By Annie Thurman.

February 1, 2023. An abbreviated version of the op-ed below was published in The News&Observer.

At this point, most of us know that gun violence is an issue across the United States. As a medical student gun violence concerns me. A recent JAMA  study showed that in some cities in our country, the likelihood of a young man getting injured by gunshot wounds is higher than those who were deployed in recent wars. The burden of this death is overwhelmingly placed in certain communities, as Black and Hispanic youth die at higher rates than their white counterparts. This is a devastating public health issue.

To look at my home state, North Carolina’s Department of Health and Human Services (NCDHHS) reports that in 2020 there were more than 1,700 firearm-related deaths in the state and in 2021, there were more than 116 related deaths of children– making it the leading cause of child injury death.

Governor Cooper recently discussed this with health, education, and law enforcement professionals at a round table with the NCDHHS. They propose several strategies in a layered public health approach to reduce gun misuse, reduce suicide, and mitigate violence. The group reflected on the success of previous public health efforts to reduce motor vehicle accidents, such as adoption of safety features like airbags and seatbelts, as well as changes in law around drinking age, speed limits and seatbelt laws. Just as insurance companies reward good driving behavior, they could incentivize gun safety behavior such as taking safety classes and use of gun safes.

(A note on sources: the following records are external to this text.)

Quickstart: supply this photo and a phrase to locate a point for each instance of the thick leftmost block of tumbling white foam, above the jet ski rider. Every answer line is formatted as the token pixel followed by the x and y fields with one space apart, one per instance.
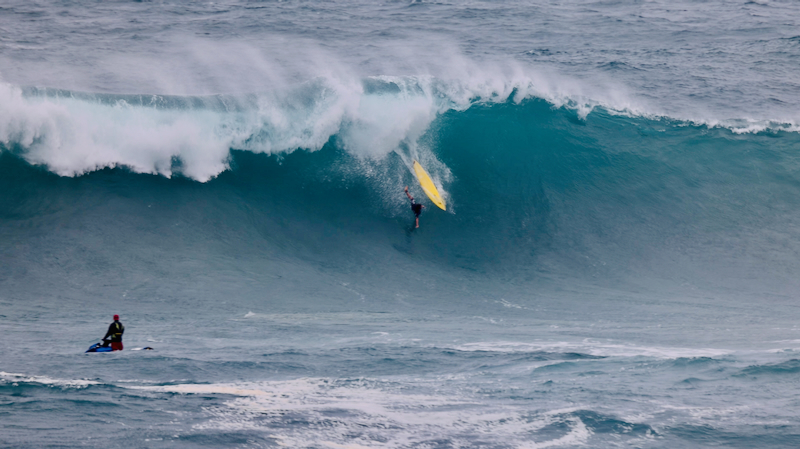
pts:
pixel 72 136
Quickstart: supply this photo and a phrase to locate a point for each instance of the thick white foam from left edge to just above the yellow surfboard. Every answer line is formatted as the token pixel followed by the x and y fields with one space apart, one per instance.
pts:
pixel 73 136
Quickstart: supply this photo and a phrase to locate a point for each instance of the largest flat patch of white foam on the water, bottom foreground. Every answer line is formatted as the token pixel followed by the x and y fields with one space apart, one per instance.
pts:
pixel 371 413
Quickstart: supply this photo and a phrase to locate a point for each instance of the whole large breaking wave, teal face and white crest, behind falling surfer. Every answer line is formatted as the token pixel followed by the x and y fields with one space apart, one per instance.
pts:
pixel 534 190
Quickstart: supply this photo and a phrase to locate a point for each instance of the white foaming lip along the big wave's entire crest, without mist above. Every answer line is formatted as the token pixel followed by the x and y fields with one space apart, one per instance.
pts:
pixel 73 133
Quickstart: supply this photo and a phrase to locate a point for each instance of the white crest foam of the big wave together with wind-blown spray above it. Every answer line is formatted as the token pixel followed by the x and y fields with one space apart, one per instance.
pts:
pixel 302 106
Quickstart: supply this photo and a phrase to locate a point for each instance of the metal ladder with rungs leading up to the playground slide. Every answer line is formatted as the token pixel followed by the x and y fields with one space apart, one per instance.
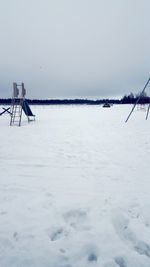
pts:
pixel 16 111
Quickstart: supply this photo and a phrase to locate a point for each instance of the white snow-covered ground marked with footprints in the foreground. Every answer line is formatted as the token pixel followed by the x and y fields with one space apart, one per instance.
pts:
pixel 75 188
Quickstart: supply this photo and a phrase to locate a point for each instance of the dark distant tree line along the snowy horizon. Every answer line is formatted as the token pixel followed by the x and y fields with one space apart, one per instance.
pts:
pixel 127 99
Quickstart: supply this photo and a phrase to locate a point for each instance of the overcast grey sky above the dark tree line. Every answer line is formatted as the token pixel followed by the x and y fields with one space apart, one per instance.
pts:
pixel 74 48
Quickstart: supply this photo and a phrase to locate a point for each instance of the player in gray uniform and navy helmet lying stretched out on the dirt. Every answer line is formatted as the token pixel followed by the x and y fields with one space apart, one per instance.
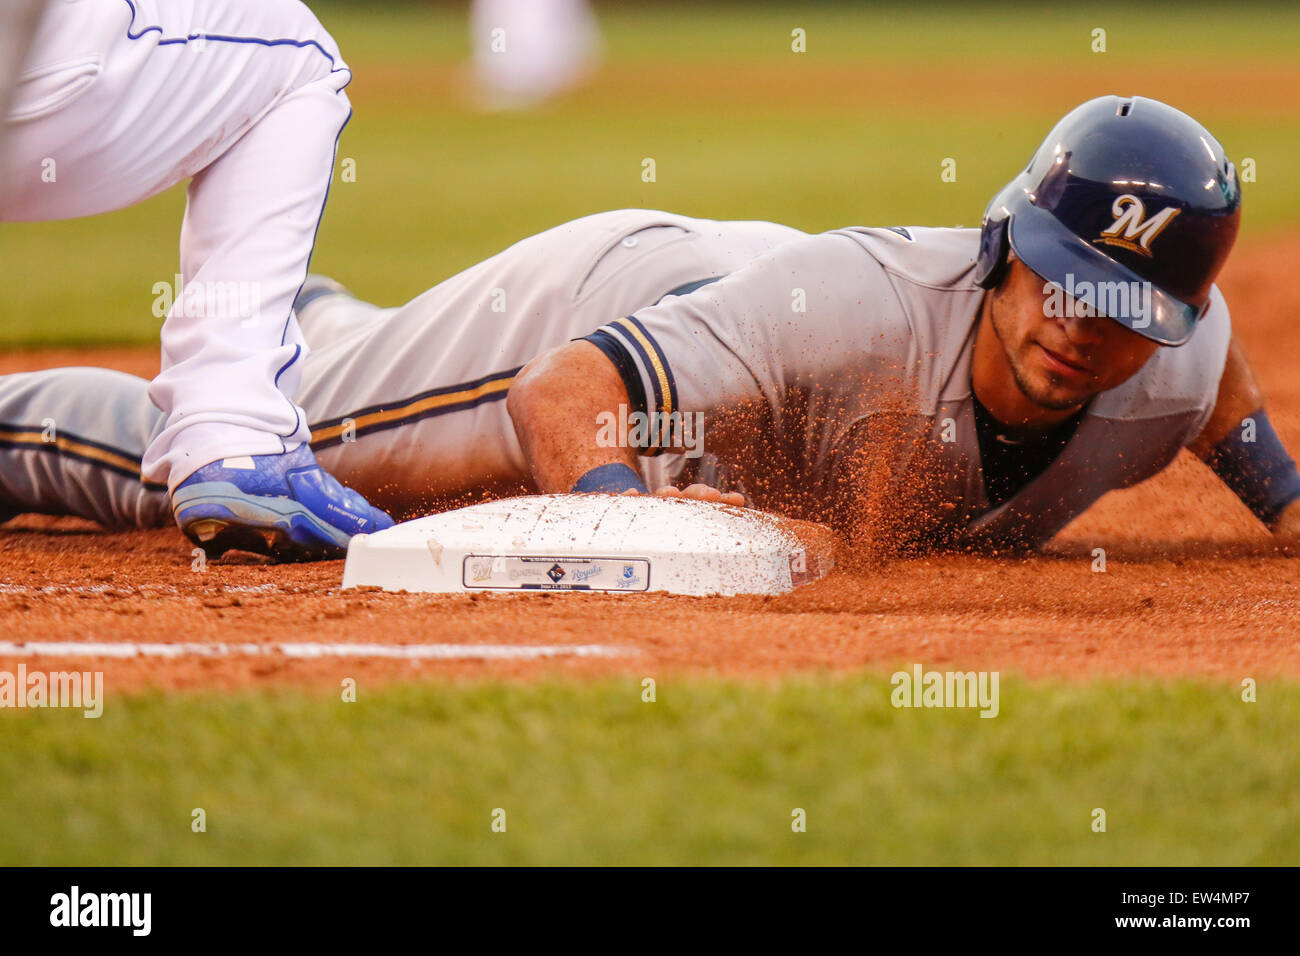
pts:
pixel 926 388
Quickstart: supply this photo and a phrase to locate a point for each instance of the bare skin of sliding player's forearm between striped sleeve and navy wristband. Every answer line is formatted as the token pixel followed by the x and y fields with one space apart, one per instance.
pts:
pixel 554 404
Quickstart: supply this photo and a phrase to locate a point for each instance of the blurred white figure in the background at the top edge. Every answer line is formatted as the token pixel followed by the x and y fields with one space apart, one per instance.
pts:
pixel 531 51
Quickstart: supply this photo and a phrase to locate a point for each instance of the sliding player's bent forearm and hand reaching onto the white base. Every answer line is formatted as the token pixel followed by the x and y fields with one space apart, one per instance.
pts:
pixel 557 404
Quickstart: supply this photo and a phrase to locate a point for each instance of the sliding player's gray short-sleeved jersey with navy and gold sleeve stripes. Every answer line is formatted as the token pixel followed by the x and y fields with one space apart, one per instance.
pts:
pixel 866 336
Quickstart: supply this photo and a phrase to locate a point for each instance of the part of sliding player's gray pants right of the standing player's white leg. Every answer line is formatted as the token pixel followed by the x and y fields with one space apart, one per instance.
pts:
pixel 409 408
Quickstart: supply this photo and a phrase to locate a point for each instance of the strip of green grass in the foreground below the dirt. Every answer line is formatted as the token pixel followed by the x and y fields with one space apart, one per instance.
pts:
pixel 708 775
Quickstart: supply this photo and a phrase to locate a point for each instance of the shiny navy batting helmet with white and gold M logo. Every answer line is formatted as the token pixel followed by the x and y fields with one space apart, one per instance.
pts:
pixel 1124 191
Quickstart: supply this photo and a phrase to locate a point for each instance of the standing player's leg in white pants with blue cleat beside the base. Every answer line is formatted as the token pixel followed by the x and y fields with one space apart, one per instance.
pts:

On the opposite side of the country, San Jose is poised to be the first city to pass a law requiring gun owners to have liability insurance and will use annual fees paid by gun owners to fund gun harm efforts.

To consider what that would look like in North Carolina, an estimated 361,500 guns were sold between January and July of 2022. If a flat fee of $10 were to be applied to every gun sale, not counting any current gun owners or any sales in the second half of the year, it would amount to more than $3.6 million dollars. These funds could be used for gun safety and violence prevention programs. While this would not be a comprehensive way to cover everything outlined in the round table, it could certainly be a starting point to better support communities and individuals at risk for injury and death by firearm. 

While these programs appear promising, it would be wise to see the success in San Jose before moving forward. For now, each of us can contribute to firearm safety. As a future physician, asking patients in mental health crises, and families with children, about the access to firearms in the home is an important step. Each of us can advocate for programs in our community, and each of us can ensure that if we own a firearm, only the right people have access to it.